REGEX used to split accented characters
sergiomajluf opened this issue · comments
As always, thanks for sharing all this code!
While using it with a spanish text, I found that it didn´t work because of special characters. In concordance.js we have this code splitting the array
// Splitting up the text
split(text) {
// Split into array of tokens
return text.split(/\W+/);
}
Unfortunately, accented (diacritic) characters are also non-alphanumeric, so word like "selección" and "niño" get chopped into "selecci", "n", "ni", "o" by using that REGEX.

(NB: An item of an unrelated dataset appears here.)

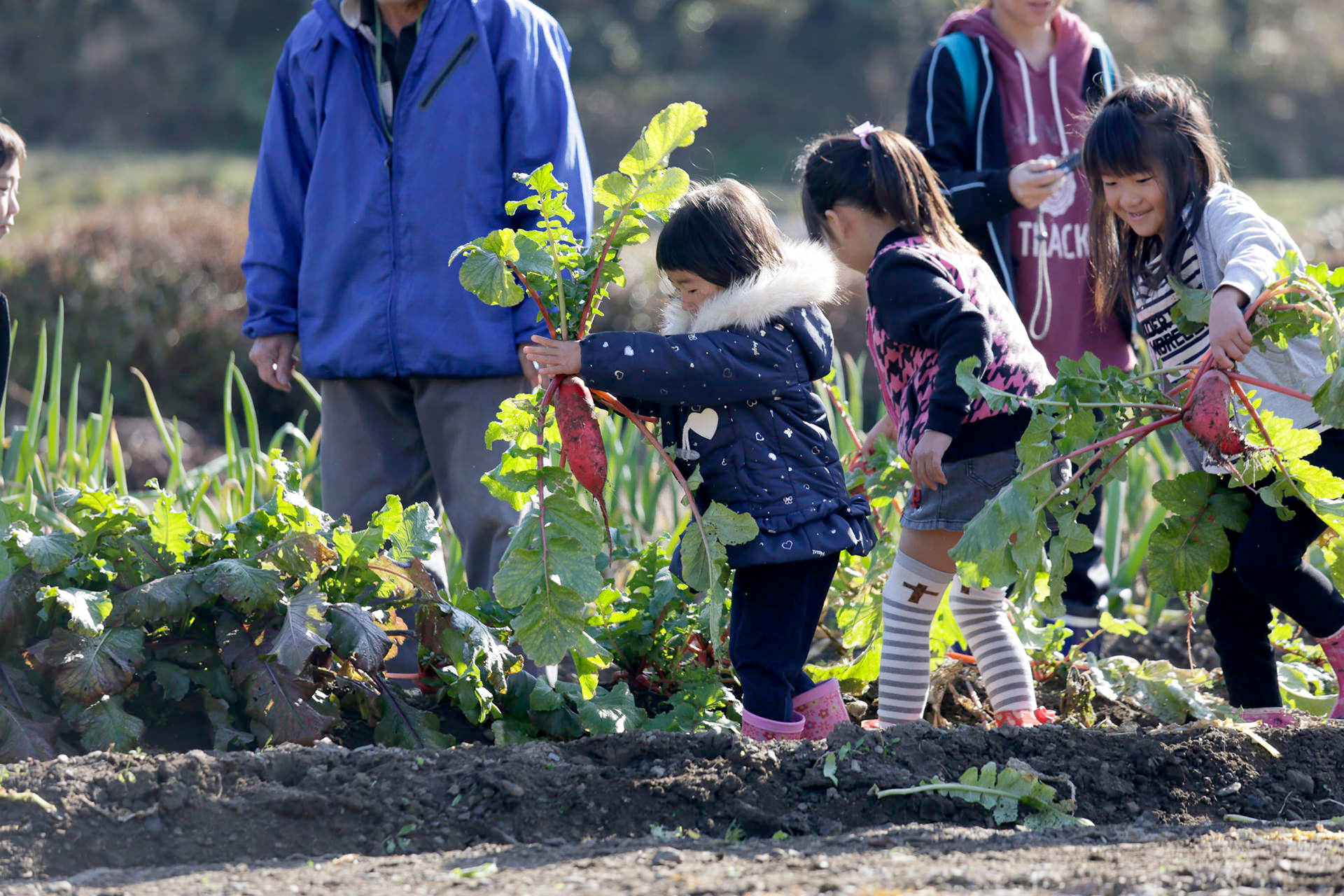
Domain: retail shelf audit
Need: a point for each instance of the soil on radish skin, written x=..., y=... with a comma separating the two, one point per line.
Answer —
x=201, y=808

I found a workaround, by using match instead of split
var re = /\S+\s*/g;
tokens = allwords.match(re);
This of course required me to also change the previous code a bit, into
txt = loadStrings('preguntas/todas.txt');
allwords = txt.join("\n");
My proposed solution is not very good either, because after splitting into tokens, I still had to hand clean for many other non-alphanumeric characters, whitespace, line breaks, etc. But that was done while "sanitizing" each word before adding it into keys, and counts. For example
for (var i = 0; i < tokens.length; i++) {
var word = tokens[i].toLowerCase();
// Clean some more
word = word.replace("(", "");
word = word.replace(")", "");
word = word.replace(".", "");
word = word.replace(finBlanco, "");
word = word.replace(/(\r\n|\n|\t|\r)/gm, "");
if (!/\d+/.test(word)) { // is not a number
if (sw.indexOf(word) == -1) { // is not a stop word within a custom sw array
if (counts[word] === undefined) { // is a new word
counts[word] = 1;
keys.push(word);
} else {
counts[word]++;
}
}
}
}